# Review: Petzl Tikka Plus vs TacTikka XP



## subneural (Jan 18, 2010)

For years I've been using a Petzl Tikka Plus as my main headlamp. It's proven to be very reliable, and see's regular use around the house, out hiking and camping, and as part of the home emergency kit. I used it last night while BBQing dinner  Even though it doesn't have sexy CREE LEDs or programmable UI, it's proven very reliable. Running on three Sanyo Eneloops provides a LOT of use between recharges. Therefore I had no reservations in picking up a second Petzl headlamp - the TacTikka XP Adapt system, which I found on sale at my local outfitters.

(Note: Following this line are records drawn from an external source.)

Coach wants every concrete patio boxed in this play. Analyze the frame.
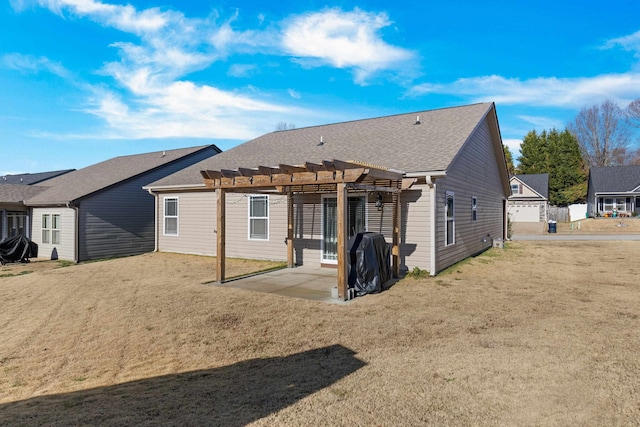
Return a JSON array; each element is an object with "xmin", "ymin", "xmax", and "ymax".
[{"xmin": 216, "ymin": 265, "xmax": 350, "ymax": 304}]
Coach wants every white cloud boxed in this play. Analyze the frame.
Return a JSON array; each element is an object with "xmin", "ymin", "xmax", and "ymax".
[
  {"xmin": 282, "ymin": 8, "xmax": 414, "ymax": 83},
  {"xmin": 517, "ymin": 115, "xmax": 564, "ymax": 130},
  {"xmin": 502, "ymin": 138, "xmax": 523, "ymax": 157},
  {"xmin": 228, "ymin": 63, "xmax": 259, "ymax": 78},
  {"xmin": 11, "ymin": 1, "xmax": 413, "ymax": 140},
  {"xmin": 288, "ymin": 89, "xmax": 301, "ymax": 99},
  {"xmin": 0, "ymin": 53, "xmax": 71, "ymax": 78},
  {"xmin": 408, "ymin": 73, "xmax": 640, "ymax": 108},
  {"xmin": 603, "ymin": 30, "xmax": 640, "ymax": 54}
]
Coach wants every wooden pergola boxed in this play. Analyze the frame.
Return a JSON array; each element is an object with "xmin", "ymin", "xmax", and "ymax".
[{"xmin": 201, "ymin": 159, "xmax": 415, "ymax": 301}]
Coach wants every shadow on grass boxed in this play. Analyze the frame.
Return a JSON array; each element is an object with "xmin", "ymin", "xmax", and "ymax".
[{"xmin": 0, "ymin": 344, "xmax": 365, "ymax": 426}]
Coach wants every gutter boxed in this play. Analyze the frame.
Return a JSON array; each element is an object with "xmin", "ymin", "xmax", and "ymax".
[
  {"xmin": 66, "ymin": 202, "xmax": 80, "ymax": 263},
  {"xmin": 146, "ymin": 188, "xmax": 159, "ymax": 252}
]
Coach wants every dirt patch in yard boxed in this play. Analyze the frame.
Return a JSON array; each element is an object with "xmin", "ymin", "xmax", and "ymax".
[{"xmin": 1, "ymin": 244, "xmax": 640, "ymax": 426}]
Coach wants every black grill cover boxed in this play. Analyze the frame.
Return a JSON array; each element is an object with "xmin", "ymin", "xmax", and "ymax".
[
  {"xmin": 0, "ymin": 235, "xmax": 39, "ymax": 265},
  {"xmin": 348, "ymin": 232, "xmax": 391, "ymax": 295}
]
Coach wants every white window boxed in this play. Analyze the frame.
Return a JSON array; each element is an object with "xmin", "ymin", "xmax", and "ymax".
[
  {"xmin": 471, "ymin": 196, "xmax": 478, "ymax": 222},
  {"xmin": 446, "ymin": 191, "xmax": 455, "ymax": 246},
  {"xmin": 42, "ymin": 214, "xmax": 50, "ymax": 244},
  {"xmin": 510, "ymin": 183, "xmax": 521, "ymax": 195},
  {"xmin": 52, "ymin": 214, "xmax": 61, "ymax": 244},
  {"xmin": 249, "ymin": 195, "xmax": 269, "ymax": 240},
  {"xmin": 164, "ymin": 198, "xmax": 178, "ymax": 236}
]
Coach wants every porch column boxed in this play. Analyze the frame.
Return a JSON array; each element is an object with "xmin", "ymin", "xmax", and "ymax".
[
  {"xmin": 1, "ymin": 209, "xmax": 6, "ymax": 241},
  {"xmin": 216, "ymin": 189, "xmax": 226, "ymax": 283},
  {"xmin": 287, "ymin": 192, "xmax": 295, "ymax": 268},
  {"xmin": 392, "ymin": 192, "xmax": 400, "ymax": 278},
  {"xmin": 337, "ymin": 183, "xmax": 348, "ymax": 301}
]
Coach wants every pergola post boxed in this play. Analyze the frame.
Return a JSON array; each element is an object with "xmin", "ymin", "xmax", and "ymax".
[
  {"xmin": 287, "ymin": 192, "xmax": 295, "ymax": 268},
  {"xmin": 337, "ymin": 182, "xmax": 348, "ymax": 301},
  {"xmin": 216, "ymin": 188, "xmax": 226, "ymax": 283},
  {"xmin": 392, "ymin": 192, "xmax": 401, "ymax": 278}
]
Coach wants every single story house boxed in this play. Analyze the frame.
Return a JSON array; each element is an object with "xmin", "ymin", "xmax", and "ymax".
[
  {"xmin": 587, "ymin": 166, "xmax": 640, "ymax": 217},
  {"xmin": 24, "ymin": 145, "xmax": 221, "ymax": 262},
  {"xmin": 145, "ymin": 102, "xmax": 510, "ymax": 282},
  {"xmin": 507, "ymin": 173, "xmax": 549, "ymax": 223},
  {"xmin": 0, "ymin": 170, "xmax": 74, "ymax": 241}
]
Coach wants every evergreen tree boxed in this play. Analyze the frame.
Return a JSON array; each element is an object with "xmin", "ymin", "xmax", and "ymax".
[
  {"xmin": 517, "ymin": 128, "xmax": 587, "ymax": 205},
  {"xmin": 517, "ymin": 130, "xmax": 548, "ymax": 174},
  {"xmin": 503, "ymin": 144, "xmax": 515, "ymax": 175}
]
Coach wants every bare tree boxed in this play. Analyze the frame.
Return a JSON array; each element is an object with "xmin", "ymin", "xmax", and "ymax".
[
  {"xmin": 568, "ymin": 99, "xmax": 633, "ymax": 167},
  {"xmin": 275, "ymin": 121, "xmax": 296, "ymax": 131},
  {"xmin": 627, "ymin": 98, "xmax": 640, "ymax": 128}
]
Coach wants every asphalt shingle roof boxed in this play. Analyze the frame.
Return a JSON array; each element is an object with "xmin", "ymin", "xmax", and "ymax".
[
  {"xmin": 148, "ymin": 103, "xmax": 495, "ymax": 188},
  {"xmin": 512, "ymin": 173, "xmax": 549, "ymax": 199},
  {"xmin": 0, "ymin": 184, "xmax": 48, "ymax": 203},
  {"xmin": 589, "ymin": 165, "xmax": 640, "ymax": 192},
  {"xmin": 26, "ymin": 145, "xmax": 215, "ymax": 205},
  {"xmin": 0, "ymin": 170, "xmax": 74, "ymax": 185}
]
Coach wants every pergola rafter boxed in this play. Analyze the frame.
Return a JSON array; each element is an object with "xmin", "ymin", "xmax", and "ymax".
[{"xmin": 200, "ymin": 159, "xmax": 414, "ymax": 301}]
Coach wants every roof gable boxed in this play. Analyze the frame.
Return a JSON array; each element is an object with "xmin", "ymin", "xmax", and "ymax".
[
  {"xmin": 589, "ymin": 166, "xmax": 640, "ymax": 193},
  {"xmin": 25, "ymin": 145, "xmax": 219, "ymax": 205},
  {"xmin": 149, "ymin": 103, "xmax": 499, "ymax": 188},
  {"xmin": 511, "ymin": 174, "xmax": 549, "ymax": 199}
]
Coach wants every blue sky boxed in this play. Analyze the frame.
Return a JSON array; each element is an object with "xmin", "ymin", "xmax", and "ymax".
[{"xmin": 2, "ymin": 0, "xmax": 640, "ymax": 174}]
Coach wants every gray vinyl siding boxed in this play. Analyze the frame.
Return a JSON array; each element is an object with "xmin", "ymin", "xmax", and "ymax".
[
  {"xmin": 398, "ymin": 186, "xmax": 430, "ymax": 272},
  {"xmin": 158, "ymin": 191, "xmax": 217, "ymax": 256},
  {"xmin": 156, "ymin": 190, "xmax": 428, "ymax": 270},
  {"xmin": 434, "ymin": 118, "xmax": 506, "ymax": 273},
  {"xmin": 77, "ymin": 149, "xmax": 216, "ymax": 261},
  {"xmin": 31, "ymin": 207, "xmax": 75, "ymax": 261},
  {"xmin": 225, "ymin": 193, "xmax": 289, "ymax": 261}
]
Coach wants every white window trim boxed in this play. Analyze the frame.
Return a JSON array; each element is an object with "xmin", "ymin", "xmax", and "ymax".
[
  {"xmin": 51, "ymin": 214, "xmax": 61, "ymax": 245},
  {"xmin": 248, "ymin": 195, "xmax": 269, "ymax": 241},
  {"xmin": 163, "ymin": 197, "xmax": 179, "ymax": 236},
  {"xmin": 471, "ymin": 196, "xmax": 478, "ymax": 222},
  {"xmin": 320, "ymin": 193, "xmax": 368, "ymax": 264},
  {"xmin": 445, "ymin": 191, "xmax": 455, "ymax": 246},
  {"xmin": 42, "ymin": 214, "xmax": 51, "ymax": 244}
]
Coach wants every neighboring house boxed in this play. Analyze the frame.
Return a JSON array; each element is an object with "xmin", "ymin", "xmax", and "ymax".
[
  {"xmin": 587, "ymin": 165, "xmax": 640, "ymax": 217},
  {"xmin": 24, "ymin": 145, "xmax": 221, "ymax": 262},
  {"xmin": 145, "ymin": 102, "xmax": 510, "ymax": 276},
  {"xmin": 1, "ymin": 169, "xmax": 74, "ymax": 185},
  {"xmin": 0, "ymin": 170, "xmax": 74, "ymax": 241},
  {"xmin": 507, "ymin": 174, "xmax": 549, "ymax": 223},
  {"xmin": 0, "ymin": 185, "xmax": 48, "ymax": 241}
]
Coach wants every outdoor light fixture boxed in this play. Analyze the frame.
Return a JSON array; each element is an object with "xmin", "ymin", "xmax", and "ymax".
[{"xmin": 375, "ymin": 193, "xmax": 384, "ymax": 210}]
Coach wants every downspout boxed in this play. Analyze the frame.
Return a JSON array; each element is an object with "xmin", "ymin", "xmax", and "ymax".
[
  {"xmin": 146, "ymin": 188, "xmax": 159, "ymax": 252},
  {"xmin": 67, "ymin": 202, "xmax": 80, "ymax": 263},
  {"xmin": 426, "ymin": 175, "xmax": 437, "ymax": 276}
]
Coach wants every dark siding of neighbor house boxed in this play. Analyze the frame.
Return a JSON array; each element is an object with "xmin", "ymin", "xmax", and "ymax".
[
  {"xmin": 77, "ymin": 149, "xmax": 218, "ymax": 261},
  {"xmin": 435, "ymin": 117, "xmax": 506, "ymax": 273}
]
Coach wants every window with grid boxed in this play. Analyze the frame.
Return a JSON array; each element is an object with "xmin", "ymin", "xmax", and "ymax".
[
  {"xmin": 446, "ymin": 192, "xmax": 455, "ymax": 246},
  {"xmin": 471, "ymin": 196, "xmax": 478, "ymax": 222},
  {"xmin": 51, "ymin": 214, "xmax": 61, "ymax": 244},
  {"xmin": 249, "ymin": 195, "xmax": 269, "ymax": 240},
  {"xmin": 164, "ymin": 198, "xmax": 178, "ymax": 235},
  {"xmin": 42, "ymin": 214, "xmax": 50, "ymax": 244}
]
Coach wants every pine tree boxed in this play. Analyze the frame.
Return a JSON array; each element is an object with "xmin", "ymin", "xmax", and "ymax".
[
  {"xmin": 517, "ymin": 130, "xmax": 548, "ymax": 174},
  {"xmin": 517, "ymin": 128, "xmax": 587, "ymax": 205},
  {"xmin": 503, "ymin": 144, "xmax": 515, "ymax": 175}
]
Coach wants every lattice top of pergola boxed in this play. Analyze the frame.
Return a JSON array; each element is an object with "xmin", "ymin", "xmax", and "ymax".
[{"xmin": 200, "ymin": 159, "xmax": 414, "ymax": 193}]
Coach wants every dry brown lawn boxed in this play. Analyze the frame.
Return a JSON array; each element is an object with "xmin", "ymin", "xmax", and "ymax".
[{"xmin": 1, "ymin": 243, "xmax": 639, "ymax": 426}]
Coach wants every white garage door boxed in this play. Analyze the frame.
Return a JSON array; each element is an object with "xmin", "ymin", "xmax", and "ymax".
[{"xmin": 509, "ymin": 204, "xmax": 541, "ymax": 222}]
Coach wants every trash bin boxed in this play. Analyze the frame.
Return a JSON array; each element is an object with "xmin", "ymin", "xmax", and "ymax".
[{"xmin": 548, "ymin": 220, "xmax": 557, "ymax": 233}]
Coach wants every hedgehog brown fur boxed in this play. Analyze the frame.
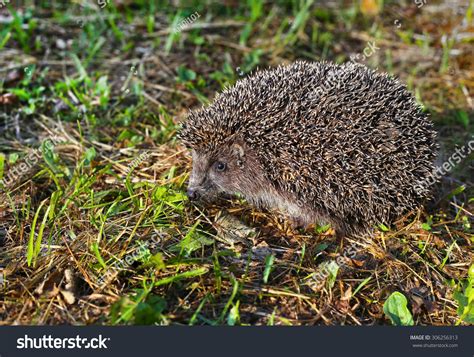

Tikka Plus (left), TacTikka XP (right)







After some early use, its safe to say the XP will become my primary headlamp, while the Plus will be demoted to backup/loaner lamp for the family. The XP has a much greater throw, where as the Plus is definitely a flood. The XP also is a much whiter light, the Plus looks very blue in comparisong. The beamshots:

High XP vs Plus:








Med XP vs Plus:








Low XP vs Plus:








The blue tint on the Plus becomes very apparent on the low settings.

With regards to the UI, I find both the XP and the Plus very easy to use with or without heavy winter gloves on. The Plus only has one button, while the XP has two. The buttons on the XP are high and well defined, making them easy to use with gloves.

With the additional filters and the Adapt system, the XP is a great value for the $45 I paid.


----------